ByRhik Kundu, TNN | Feb 15, 2013,

 

BANGALORE: A month since over 2000 people in the EWS ( economically weaker sections) quarters of Ejipura were rendered homeless by the Bruhat Bangalore Mahanagara Palike‘s (BBMP) eviction drive, serious health and hygiene issues have surfaced in the peripheries of the area where over 200 evicted families have made temporary homes.

 

Diarrheal diseases, infections and other form of water borne and air borne disease, apart from severe mental trauma, are rampant at present says doctors attending patients from the area.

 

“There are no proper water or sanitation facilities available to them,” said Dr Sylvia Karpagam, co-convener, Karnataka chapter of Janaarogya Andolana, or People’s Health Movement network, who has been working with the homeless since the eviction was carried out last month.

 

“Several human rights of these helpless people – like right to water, right to dignity of life – were abolished by a single court order. This used to be a healthy community. Now they are struggling with diseases and have lost all confidence on the state to protect them,” Dr Karpagam added.

 

A visit to the slums in the periphery of the EWS quarters exposes the plight of the helpless people who seem to have lost everything. Families of five to six are seen living in makeshift homes that merely fits two persons. The area stinks of filth as there’s neither proper sanitation nor toilet facility. And then many say that they have been hungry for days at a stretch because they haven’t been able to get back to their regular jobs – mostly menial jobs that of domestic help, and labouring -as some have sustained severe injuries since the aftermaths of demolitions which they claim have been inflicted upon them by police and government officials while others are too scared to venture out in fear of losing their temporary homes.

 

“Our houses were demolished when we were at the Adugodi police station. We were taken there so that we didn’t see our houses getting bulldozed,” said Shabina Taj, who’s been living at the EWS for the past 25 years.

 

Showing her plastered right foot, Shabina wonders why she and others were thrown out their homes despite having proper documents for their houses and later manhandled by police and officials.
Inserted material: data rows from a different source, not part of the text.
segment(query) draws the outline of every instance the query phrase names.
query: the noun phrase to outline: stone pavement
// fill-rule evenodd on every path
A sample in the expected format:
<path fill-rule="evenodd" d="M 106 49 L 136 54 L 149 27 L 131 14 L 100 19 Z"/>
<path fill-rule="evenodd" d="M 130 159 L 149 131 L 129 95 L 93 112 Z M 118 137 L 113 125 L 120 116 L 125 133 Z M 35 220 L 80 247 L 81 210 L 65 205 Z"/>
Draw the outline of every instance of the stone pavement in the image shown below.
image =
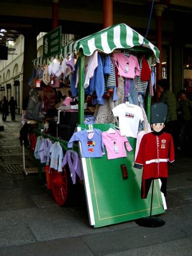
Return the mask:
<path fill-rule="evenodd" d="M 26 175 L 17 122 L 0 125 L 0 256 L 191 256 L 191 152 L 176 152 L 169 167 L 168 210 L 164 226 L 145 228 L 135 221 L 90 227 L 83 186 L 74 185 L 65 207 L 56 204 L 37 173 Z M 27 165 L 36 166 L 26 150 Z"/>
“I was even arrested while protesting when I asked them to give me two months time to evict my house so that my children can finish their academic year in peace. Now I don’t have any house, and I have sent my children away, and I can’t even go to work because of my injured foot,” she woes.
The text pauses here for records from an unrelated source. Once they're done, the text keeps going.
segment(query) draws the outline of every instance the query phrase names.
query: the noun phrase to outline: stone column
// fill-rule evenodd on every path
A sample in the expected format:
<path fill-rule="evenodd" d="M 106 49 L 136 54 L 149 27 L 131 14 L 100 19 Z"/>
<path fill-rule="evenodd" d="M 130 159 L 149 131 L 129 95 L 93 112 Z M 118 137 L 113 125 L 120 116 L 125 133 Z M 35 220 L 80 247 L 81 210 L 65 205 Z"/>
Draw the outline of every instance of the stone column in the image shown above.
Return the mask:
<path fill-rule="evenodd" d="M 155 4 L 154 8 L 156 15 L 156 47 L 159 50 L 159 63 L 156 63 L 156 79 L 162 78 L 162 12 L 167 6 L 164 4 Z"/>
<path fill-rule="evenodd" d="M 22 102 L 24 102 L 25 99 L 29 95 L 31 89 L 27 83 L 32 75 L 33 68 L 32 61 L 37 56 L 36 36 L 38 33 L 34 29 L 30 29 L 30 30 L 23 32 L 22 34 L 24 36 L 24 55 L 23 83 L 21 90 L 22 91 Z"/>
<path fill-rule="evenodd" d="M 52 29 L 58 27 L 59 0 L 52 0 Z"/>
Meanwhile, several former residents of EWS told this correspondent that volunteers, from the civil society, who were trying to provide them with food and water, were often threatened by officials while carrying out their relief work. TOI couldn’t independently verify this report. But, this hasn’t changed their mind to move out from the area.

 

“I have been living here for 22 years now, and I can’t be forced to leave as I have the proper documents verifying my claim to my house,” said Vijayalakshmi, a domestic help, who had earlier threatened the authorities that she would immolate herself in an act of protest.

 

Showing her injuries, which she claimed to have got from the police, the lady added,

 

“I have been promised a house by BBMP but I am yet to hear from them. I will not leave this place as long as justice is delivered to me.”

 

Among the evicted many have found refuge in the most unlikely of places like temples and bus stops, but they haven’t given up their dreams of getting their homes back yet.

 

“I am all alone since my daughter and son have married and moved away. My husband is suffering from a mental illness for the last 40 years,” said 75-year-old Shanti.

 

“All I want is a house where I can die peacefully,” she added.

 

Medha Patkar visit EWS

Social activist Medha Patkar, who visited the Ejipura EWS quarters on Thursday, said that the issue will be taken up to a higher level with the help of senior lawyers like Sanjay Parikh and Prashant Bhushan. The Narmada Bachao Andolan veteran, who was supposed to arrive at the location at about 1.15 pm, finally made her way at about 2.40 pm, and interacted with residents and the deprived lot of the area.

 

“What has happened here is clearly an example of land grabbing by the Maverick Holdings and Investments Private Limited. The demolished site sprawling across 15 acres of the land is worth about Rs 3,500 crore. It is indeed a robbery of Rs 3500 crore from state exchequer. What the state government has done is completely against the constitution and the judiciary has been misbriefed about the land dispute case,” she said.